Give it TIME, in time your family will be a family, don’t push it too quick or you will just push it apart!! My stepson was young when I came into the picture and when I moved in it was a very hard adjustment for him, before me it was just always him and his dad and he had 100% attention, and it was their bachelor pad!! Lol!! My husband had 50/50 custody so his son was with us every day he was off. It took years for things to blend well, my husbands ex was of no help,either so that was hard on all of us. She was use to controlling everything until I came along and would not allow wrong doing and nastiness!! So she would do her best to pit my stepson against me. But by golly I stuck it out and won!! :):) It was hard for a while but worth it in the end.
What’s your biggest dream for the fire service and fire families?
Well of course for all to stay safe and trained well at ALL times. Keep family gatherings going on for the dept so that everyone has the chance to get together and encourage positive actions at all times!! I would love to see our dept get a new station or at least an add on for sleeping arrangements. Our building is its original building since 1959!!! It’s in NEED of updates. The guys (9 a shift/24 hrs) all still have to sleep together in a bunker room that during the day consist of the training room, the beds close into the walls. They are in need of space!! :):)
There are lots of department philosophies on social media engagement right now. And very good reasons to set up guidelines for this new and sometimes damaging public soapbox. Having been a part of firefighter wife community online since the beginning, what have you learned about the best way to avoid the online drama and real life issues it can cause?
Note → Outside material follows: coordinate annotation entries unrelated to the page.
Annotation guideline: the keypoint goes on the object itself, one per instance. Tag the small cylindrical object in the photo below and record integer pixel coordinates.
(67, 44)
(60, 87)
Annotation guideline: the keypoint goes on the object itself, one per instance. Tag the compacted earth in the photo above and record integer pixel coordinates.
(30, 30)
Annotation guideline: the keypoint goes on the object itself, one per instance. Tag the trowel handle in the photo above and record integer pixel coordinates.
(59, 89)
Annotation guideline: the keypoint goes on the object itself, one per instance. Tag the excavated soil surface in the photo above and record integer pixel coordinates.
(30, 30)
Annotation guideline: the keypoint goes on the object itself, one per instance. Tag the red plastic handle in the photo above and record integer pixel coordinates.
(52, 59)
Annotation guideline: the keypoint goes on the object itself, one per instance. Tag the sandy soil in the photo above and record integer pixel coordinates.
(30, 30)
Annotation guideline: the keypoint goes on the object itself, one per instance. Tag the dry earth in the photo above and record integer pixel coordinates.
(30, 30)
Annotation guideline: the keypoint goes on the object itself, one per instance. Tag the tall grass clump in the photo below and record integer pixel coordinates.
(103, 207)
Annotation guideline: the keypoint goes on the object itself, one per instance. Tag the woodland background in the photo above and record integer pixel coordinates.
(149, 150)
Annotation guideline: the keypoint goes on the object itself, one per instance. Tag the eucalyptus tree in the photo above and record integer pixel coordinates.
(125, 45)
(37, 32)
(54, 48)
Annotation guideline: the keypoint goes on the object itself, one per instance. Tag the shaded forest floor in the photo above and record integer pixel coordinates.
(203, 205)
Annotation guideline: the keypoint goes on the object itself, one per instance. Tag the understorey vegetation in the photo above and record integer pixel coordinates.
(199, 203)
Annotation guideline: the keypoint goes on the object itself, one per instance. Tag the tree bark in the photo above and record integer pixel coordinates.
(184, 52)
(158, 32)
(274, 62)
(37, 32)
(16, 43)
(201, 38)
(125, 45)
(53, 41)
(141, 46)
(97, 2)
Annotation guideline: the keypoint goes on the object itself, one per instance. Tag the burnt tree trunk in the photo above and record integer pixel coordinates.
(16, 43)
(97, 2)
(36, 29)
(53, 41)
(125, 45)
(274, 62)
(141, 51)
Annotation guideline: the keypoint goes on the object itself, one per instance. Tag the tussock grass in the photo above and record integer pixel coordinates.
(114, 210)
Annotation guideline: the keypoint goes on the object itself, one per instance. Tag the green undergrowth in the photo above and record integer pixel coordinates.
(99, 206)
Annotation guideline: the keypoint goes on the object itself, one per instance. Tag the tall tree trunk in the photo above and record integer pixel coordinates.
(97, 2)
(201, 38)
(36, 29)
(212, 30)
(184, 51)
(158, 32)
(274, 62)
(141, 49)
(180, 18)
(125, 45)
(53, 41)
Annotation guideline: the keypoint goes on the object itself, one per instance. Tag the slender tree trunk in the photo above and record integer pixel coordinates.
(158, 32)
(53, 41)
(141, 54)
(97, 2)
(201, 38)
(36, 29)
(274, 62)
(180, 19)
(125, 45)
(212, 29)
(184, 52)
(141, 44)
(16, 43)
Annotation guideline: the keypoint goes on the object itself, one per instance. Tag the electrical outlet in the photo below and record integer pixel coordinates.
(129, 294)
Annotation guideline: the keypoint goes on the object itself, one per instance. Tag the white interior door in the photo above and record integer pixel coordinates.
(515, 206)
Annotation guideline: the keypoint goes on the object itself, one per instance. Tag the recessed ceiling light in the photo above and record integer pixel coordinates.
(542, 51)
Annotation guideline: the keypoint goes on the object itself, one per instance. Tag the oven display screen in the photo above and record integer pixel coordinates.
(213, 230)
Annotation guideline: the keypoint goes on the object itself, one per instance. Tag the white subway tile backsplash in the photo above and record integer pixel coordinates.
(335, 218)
Our dept has been part of a huge social media outbreak that has turned into a legal monster with a terminated platoon chief. I can not say enough to ALWAYS use common sense and good judgement when it comes to social media such as facebook, twitter, text, emails, etc. under NO circumstance is it ever ok to discuss your husbands job as a firefighter in any negative way whatsoever nor is it ok for your firefighter to do the same, again common sense, but there are many out there with out it. If you ever have a time that you question posting something, sending a text, etc. then DON’T!! That goes for you’re firefighter also. Our society has turned into such a social media outbreak it has caused many problems and concerns not only in your personal life but your professional life as well. If you wouldn’t say it to you’re someones face , especially your boss then you surly shouldn’t post it out there for the public or on dept emails, right??? That really goes for everyone really, not just the fire dept family. Just use common sense, there is NO excuse for this behavior from anyone but especially for a fireman with such a public position for his/her community!!